12: 34.13 Methods of Computation
…
βΊMethods of computation for and symbols include recursion relations, see Schulten and Gordon (1975a), Luscombe and Luban (1998), and Edmonds (1974, pp. 42–45, 48–51, 97–99); summation of single-sum expressions for these symbols, see Varshalovich et al. (1988, §§8.2.6, 9.2.1) and Fang and Shriner (1992); evaluation of the generalized hypergeometric functions of unit argument that represent these symbols, see Srinivasa Rao and Venkatesh (1978) and Srinivasa Rao (1981).

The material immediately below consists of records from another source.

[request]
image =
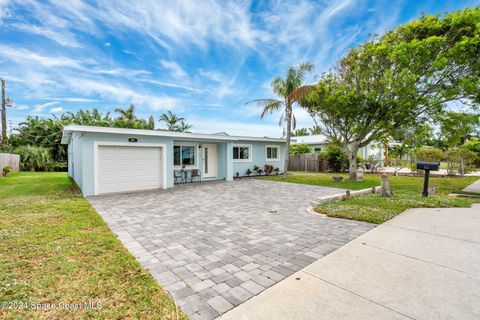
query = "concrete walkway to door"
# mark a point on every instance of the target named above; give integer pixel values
(422, 264)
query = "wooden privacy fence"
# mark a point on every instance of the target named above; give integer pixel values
(9, 160)
(306, 162)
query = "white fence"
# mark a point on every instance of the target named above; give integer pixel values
(9, 160)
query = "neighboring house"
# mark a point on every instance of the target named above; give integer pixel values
(107, 160)
(318, 142)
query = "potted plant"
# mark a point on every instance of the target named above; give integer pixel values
(268, 169)
(6, 170)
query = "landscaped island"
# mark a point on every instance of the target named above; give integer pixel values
(377, 209)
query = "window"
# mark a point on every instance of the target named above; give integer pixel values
(242, 153)
(272, 153)
(184, 155)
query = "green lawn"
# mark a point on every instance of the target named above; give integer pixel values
(377, 209)
(55, 248)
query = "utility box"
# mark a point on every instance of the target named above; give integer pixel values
(431, 166)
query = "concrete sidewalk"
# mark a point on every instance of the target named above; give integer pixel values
(423, 264)
(474, 187)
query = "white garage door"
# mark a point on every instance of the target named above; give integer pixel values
(123, 169)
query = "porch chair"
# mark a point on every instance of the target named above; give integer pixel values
(196, 174)
(179, 177)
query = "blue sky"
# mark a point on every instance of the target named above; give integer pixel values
(201, 59)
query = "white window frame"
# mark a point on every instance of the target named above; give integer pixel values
(195, 146)
(278, 153)
(250, 151)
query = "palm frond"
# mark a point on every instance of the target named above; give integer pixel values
(300, 93)
(269, 106)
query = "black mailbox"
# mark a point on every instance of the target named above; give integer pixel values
(423, 165)
(427, 166)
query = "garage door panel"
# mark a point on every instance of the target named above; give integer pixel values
(123, 168)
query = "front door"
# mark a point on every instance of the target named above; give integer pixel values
(209, 160)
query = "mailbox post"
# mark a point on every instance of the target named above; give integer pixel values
(427, 166)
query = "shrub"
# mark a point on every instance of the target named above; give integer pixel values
(336, 157)
(268, 169)
(35, 158)
(300, 148)
(474, 146)
(460, 160)
(429, 154)
(6, 170)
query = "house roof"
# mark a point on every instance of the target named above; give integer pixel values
(313, 139)
(68, 130)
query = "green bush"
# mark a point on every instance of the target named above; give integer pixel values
(429, 154)
(336, 157)
(6, 170)
(300, 148)
(460, 160)
(35, 158)
(474, 146)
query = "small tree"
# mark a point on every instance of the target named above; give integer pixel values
(336, 157)
(460, 160)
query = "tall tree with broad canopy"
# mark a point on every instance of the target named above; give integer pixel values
(289, 90)
(392, 81)
(457, 127)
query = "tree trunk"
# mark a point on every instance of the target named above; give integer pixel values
(386, 162)
(353, 165)
(386, 189)
(4, 116)
(288, 114)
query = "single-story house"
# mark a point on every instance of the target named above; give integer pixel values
(318, 142)
(108, 160)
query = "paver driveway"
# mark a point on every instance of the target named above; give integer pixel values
(215, 245)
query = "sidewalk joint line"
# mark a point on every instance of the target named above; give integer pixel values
(358, 295)
(433, 234)
(417, 259)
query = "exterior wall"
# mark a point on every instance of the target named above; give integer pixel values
(81, 160)
(258, 157)
(87, 180)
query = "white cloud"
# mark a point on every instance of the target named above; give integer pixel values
(72, 99)
(174, 68)
(62, 37)
(122, 94)
(40, 107)
(57, 109)
(22, 56)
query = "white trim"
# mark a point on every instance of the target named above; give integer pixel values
(67, 132)
(96, 144)
(185, 144)
(250, 152)
(278, 152)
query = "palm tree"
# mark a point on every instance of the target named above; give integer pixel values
(290, 90)
(171, 120)
(183, 126)
(127, 114)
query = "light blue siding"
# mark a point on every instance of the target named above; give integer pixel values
(258, 157)
(81, 156)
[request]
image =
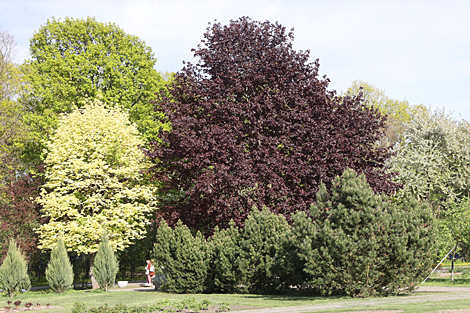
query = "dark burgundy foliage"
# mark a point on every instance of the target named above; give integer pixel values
(253, 124)
(19, 215)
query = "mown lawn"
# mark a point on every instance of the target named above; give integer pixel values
(406, 303)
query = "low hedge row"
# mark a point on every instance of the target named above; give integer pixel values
(352, 241)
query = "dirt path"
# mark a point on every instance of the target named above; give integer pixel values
(441, 294)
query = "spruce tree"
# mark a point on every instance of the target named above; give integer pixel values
(13, 271)
(59, 272)
(224, 257)
(105, 264)
(261, 244)
(183, 257)
(360, 243)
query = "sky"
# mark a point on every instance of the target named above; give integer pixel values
(414, 50)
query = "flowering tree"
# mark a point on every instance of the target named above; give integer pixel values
(94, 181)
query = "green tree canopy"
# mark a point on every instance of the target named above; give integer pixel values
(398, 112)
(433, 162)
(72, 59)
(94, 181)
(13, 131)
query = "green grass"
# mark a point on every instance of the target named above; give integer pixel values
(133, 298)
(434, 306)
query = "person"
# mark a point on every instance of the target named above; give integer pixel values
(150, 272)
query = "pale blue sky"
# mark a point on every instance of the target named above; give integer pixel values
(415, 50)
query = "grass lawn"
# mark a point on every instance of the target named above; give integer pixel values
(131, 298)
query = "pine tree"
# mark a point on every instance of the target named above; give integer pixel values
(224, 257)
(59, 272)
(261, 243)
(13, 271)
(183, 257)
(360, 243)
(105, 264)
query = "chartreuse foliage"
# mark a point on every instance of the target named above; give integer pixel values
(13, 272)
(357, 242)
(94, 181)
(73, 59)
(105, 264)
(183, 258)
(59, 271)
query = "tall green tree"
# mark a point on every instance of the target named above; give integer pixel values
(13, 131)
(94, 181)
(14, 271)
(105, 264)
(433, 162)
(73, 59)
(398, 112)
(59, 271)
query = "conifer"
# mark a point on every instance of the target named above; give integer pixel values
(183, 257)
(59, 272)
(13, 271)
(105, 264)
(261, 245)
(224, 258)
(360, 243)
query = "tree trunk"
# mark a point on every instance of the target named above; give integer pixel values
(94, 283)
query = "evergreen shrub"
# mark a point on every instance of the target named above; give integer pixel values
(13, 271)
(105, 264)
(59, 271)
(224, 260)
(261, 245)
(359, 243)
(183, 258)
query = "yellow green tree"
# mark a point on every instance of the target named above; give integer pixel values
(73, 59)
(398, 112)
(95, 181)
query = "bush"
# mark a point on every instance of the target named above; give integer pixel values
(261, 245)
(359, 243)
(183, 258)
(105, 264)
(59, 272)
(13, 271)
(224, 258)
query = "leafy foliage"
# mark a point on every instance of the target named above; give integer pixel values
(357, 242)
(253, 124)
(19, 214)
(105, 264)
(73, 59)
(59, 272)
(183, 258)
(13, 272)
(94, 181)
(434, 165)
(398, 112)
(13, 131)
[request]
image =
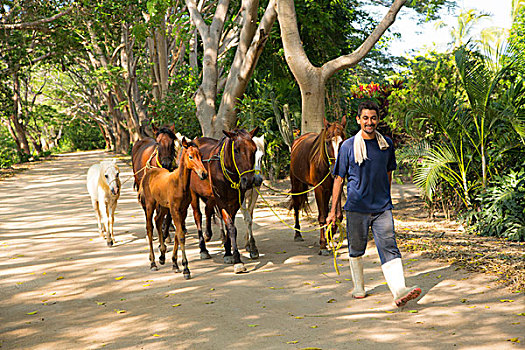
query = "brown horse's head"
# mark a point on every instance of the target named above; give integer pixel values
(335, 134)
(242, 161)
(165, 137)
(192, 159)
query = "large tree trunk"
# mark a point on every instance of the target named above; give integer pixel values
(251, 43)
(312, 79)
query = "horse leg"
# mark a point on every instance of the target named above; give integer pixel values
(180, 238)
(197, 216)
(99, 219)
(251, 199)
(149, 231)
(208, 210)
(166, 228)
(175, 266)
(231, 242)
(321, 198)
(161, 230)
(298, 201)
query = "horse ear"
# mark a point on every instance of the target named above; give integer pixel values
(254, 131)
(228, 133)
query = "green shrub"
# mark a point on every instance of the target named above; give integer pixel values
(502, 212)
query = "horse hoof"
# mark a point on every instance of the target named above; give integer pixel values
(239, 268)
(324, 252)
(205, 255)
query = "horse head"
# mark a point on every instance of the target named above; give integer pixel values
(335, 134)
(242, 160)
(192, 159)
(111, 176)
(165, 137)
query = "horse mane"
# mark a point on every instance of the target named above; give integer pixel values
(318, 153)
(166, 130)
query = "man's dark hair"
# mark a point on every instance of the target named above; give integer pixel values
(368, 104)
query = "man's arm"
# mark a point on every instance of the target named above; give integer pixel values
(336, 198)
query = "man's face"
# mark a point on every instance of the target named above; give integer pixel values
(368, 121)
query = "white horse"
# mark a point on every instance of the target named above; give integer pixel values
(103, 184)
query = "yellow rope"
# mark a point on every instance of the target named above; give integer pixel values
(234, 185)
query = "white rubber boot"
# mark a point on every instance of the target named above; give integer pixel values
(356, 268)
(395, 278)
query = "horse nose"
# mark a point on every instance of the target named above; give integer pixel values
(257, 180)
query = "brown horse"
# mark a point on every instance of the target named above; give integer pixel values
(230, 163)
(165, 192)
(154, 153)
(310, 161)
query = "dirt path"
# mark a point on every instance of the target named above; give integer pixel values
(62, 288)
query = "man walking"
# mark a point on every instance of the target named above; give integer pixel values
(367, 161)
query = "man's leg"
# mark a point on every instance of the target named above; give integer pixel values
(357, 235)
(383, 229)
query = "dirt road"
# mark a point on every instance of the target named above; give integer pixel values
(63, 288)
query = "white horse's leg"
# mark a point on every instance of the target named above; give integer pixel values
(99, 218)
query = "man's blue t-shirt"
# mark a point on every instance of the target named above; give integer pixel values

βΊFor symbols, methods include evaluation of the single-sum series (34.6.2), see Fang and Shriner (1992); evaluation of triple-sum series, see Varshalovich et al. (1988, §10.2.1) and Srinivasa Rao et al. (1989).
…
13: 34.7 Basic Properties: Symbol
§34.7 Basic Properties: Symbol
… βΊ§34.7(ii) Symmetry
… βΊ§34.7(iv) Orthogonality
… βΊ§34.7(vi) Sums
… βΊIt constitutes an addition theorem for the symbol. …14: 3.3 Interpolation
…
βΊwhere is a simple closed contour in described in the positive rotational sense and enclosing the points .
…
βΊand are the Lagrangian interpolation coefficients defined by
…
βΊwhere is given by (3.3.3), and is a simple closed contour in described in the positive rotational sense and enclosing .
…
βΊBy using this approximation to as a new point, , and evaluating , we find that , with 9 correct digits.
…
βΊThen by using in Newton’s interpolation formula, evaluating and recomputing , another application of Newton’s rule with starting value gives the approximation , with 8 correct digits.
…
15: 16.24 Physical Applications
…
βΊ
§16.24(iii) , , and Symbols
… βΊThey can be expressed as functions with unit argument. …These are balanced functions with unit argument. Lastly, special cases of the symbols are functions with unit argument. …16: 19.37 Tables
…
βΊTabulated for , to 10D by Fettis and Caslin (1964).
βΊTabulated for , to 7S by BeliΝ‘akov et al. (1962).
…
βΊTabulated for , to 10D by Fettis and Caslin (1964).
βΊTabulated for , to 6D by Byrd and Friedman (1971), for , and to 8D by Abramowitz and Stegun (1964, Chapter 17), and for , to 9D by Zhang and Jin (1996, pp. 674–675).
…
βΊTabulated for , , to 10D by Fettis and Caslin (1964) (and warns of inaccuracies in Selfridge and Maxfield (1958) and Paxton and Rollin (1959)).
…
17: 34.1 Special Notation
…
βΊ
βΊ
βΊThe main functions treated in this chapter are the Wigner symbols, respectively,
…
βΊFor other notations for , , symbols, see Edmonds (1974, pp. 52, 97, 104–105) and Varshalovich et al. (1988, §§8.11, 9.10, 10.10).
nonnegative integers. | |
… |
18: 9.4 Maclaurin Series
19: 3.2 Linear Algebra
…
βΊAssume that can be factored as in (3.2.5), but without partial pivoting.
…
βΊwhere is the largest of the absolute values of the eigenvalues of the matrix ; see §3.2(iv).
…
βΊis called the characteristic polynomial of and its zeros are the eigenvalues of .
…
βΊhas the same eigenvalues as .
…
βΊMany methods are available for computing eigenvalues; see Golub and Van Loan (1996, Chapters 7, 8), Trefethen and Bau (1997, Chapter 5), and Wilkinson (1988, Chapters 8, 9).